In addition to proteins, Sauter et al. has also discussed the differentially enriched miRNAs in breast milk and their putative role in breast cancer (140). Although these molecules have been investigated for their influence in the pathophysiology of breast cancer, in addition, their enrichment under a specific condition and its correlation with the development of cancer can be explored for the discovery of predictive biomarker (142).

Saliva has long been traditionally studied for tumor biomarkers for oropharyngeal cancer (OPC) and human papilloma virus (HPV) associated OPC. Wang et al. explored saliva exosomes for the identification of candidate biomarkers. Exosomes from saliva were isolated using an acoustofluidic platform and investigated for small RNA and DNA content using droplet digital RT-PCR. The study demonstrated the enrichment of HPV16 DNA in the exosomes isolated from the saliva of HPV-OPC patients suggesting their putative application in saliva exosome–based liquid biopsies (143). In their review article, Nonaka and Wong have discussed in detail the current status of salivary exosomes and their molecular content in the context of developing diagnostic and prognostic biomarkers and developing saliva exosomes as a novel modality of liquid biopsies. This context in the article has coined the term “Saliva-Exosomics” (144). We strongly recommend readers to refer the article to assess the potential of saliva exosomes in developing biomarkers and their application in cancers.
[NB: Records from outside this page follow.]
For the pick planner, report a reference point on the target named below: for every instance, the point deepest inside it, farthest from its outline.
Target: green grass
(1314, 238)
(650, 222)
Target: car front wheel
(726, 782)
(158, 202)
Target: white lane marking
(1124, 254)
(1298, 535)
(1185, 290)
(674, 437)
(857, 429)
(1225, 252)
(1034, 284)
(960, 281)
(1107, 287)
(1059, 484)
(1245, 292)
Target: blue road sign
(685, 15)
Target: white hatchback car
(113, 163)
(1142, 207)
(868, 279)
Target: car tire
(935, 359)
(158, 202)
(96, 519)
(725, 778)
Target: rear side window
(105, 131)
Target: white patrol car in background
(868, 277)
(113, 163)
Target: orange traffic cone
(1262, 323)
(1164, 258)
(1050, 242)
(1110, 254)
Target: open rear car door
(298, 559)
Despite the availability of many novel avenues, tissue biopsies are still the gold standard for cancer diagnosis. Nevertheless, it is not a perfect method as the issues with sensitivity in tissue biopsy are still lingering. In addition to the tedious process of obtaining tissue specimens, its storage and transportation are peripheral issues that make this process cumbersome. As mentioned before, exosomes are directly produced from the tumor cells and are present in all bodily fluids. Hence, their efficient isolation and follow-up analysis bring them to the forefront of diagnostic modalities. The current attention that exosomes receive from the scientific community will undoubtedly open new avenues to develop, test, and establish exosome-based liquid biopsy methods for diagnosis and assess the treatment outcome in the near future.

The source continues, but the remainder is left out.